0:10:01 And so I think there’s still like huge opportunity
0:10:03 for independent consumer developers.
0:10:04 The question is just like,
0:10:06 how do you move beyond being a pure utility
0:10:08 to keeping people on the product
0:10:11 for other things that they can’t get from like an Apple?
0:10:12 – Yeah, I agree.
0:10:14 I think putting my investor hat on,
0:10:16 this is not a case where I’m necessarily worried
0:10:17 for startups.
0:10:19 I think what Apple showed through this also
0:10:21 is they’re going to build
0:10:22 probably the simplest,
0:10:25 most utility oriented version of these features.
0:10:28 And they’re not gonna do an extremely complex build out
0:10:31 with lots of workflows and lots of customization.

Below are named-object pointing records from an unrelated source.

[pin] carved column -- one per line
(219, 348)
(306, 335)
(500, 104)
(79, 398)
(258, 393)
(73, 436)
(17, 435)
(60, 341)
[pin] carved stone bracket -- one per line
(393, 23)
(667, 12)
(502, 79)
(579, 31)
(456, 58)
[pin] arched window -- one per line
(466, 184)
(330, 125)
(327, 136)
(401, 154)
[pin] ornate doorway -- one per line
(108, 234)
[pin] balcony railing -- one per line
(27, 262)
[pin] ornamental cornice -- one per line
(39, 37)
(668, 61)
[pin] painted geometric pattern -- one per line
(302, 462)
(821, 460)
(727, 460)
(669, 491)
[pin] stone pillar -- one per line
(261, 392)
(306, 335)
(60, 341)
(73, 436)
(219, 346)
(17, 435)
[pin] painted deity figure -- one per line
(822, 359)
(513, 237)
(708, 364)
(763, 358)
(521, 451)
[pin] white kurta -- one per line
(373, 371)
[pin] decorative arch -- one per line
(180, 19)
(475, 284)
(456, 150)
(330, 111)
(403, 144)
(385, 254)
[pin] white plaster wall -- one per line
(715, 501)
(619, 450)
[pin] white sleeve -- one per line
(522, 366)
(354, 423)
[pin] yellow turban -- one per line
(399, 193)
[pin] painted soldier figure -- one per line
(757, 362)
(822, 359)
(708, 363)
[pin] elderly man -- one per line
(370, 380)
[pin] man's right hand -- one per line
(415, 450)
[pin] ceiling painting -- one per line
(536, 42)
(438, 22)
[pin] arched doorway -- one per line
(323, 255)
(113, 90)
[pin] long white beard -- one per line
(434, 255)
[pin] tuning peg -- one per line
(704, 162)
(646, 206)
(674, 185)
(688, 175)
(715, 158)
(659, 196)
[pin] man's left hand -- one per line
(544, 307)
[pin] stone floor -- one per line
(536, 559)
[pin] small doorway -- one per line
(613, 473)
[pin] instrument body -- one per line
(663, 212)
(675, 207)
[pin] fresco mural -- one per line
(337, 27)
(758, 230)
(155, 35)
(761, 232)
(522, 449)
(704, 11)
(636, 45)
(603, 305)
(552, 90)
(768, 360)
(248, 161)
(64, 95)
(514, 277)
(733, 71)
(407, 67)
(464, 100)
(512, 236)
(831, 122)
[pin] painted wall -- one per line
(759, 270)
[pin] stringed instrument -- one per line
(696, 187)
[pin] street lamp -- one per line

0:10:34 So yes, they might kill some of these standalone apps
0:10:37 that are being run as cash flow generating side projects,
0:10:40 but I don’t see them as much of a real risk
0:10:43 to some of the deeper venture backed companies
0:10:45 that are maybe more ambitious in the product scope.
0:10:52 – If we think about utility, right?
0:10:54 One of the ways that you drive utility
0:10:55 is through a better model.
0:10:57 So maybe we should talk about some of the new models
0:10:58 that came out this week.
0:11:00 We’ll pivot to OpenAI first.
0:11:01 As of today, as we’re recording,
0:11:04 they released their new 01 models,
0:11:06 which are focused on multi-step reasoning
0:11:08 instead of just answering directly.
0:11:10 In fact, I think the model even says like,
0:11:12 I thought about this for 32 seconds.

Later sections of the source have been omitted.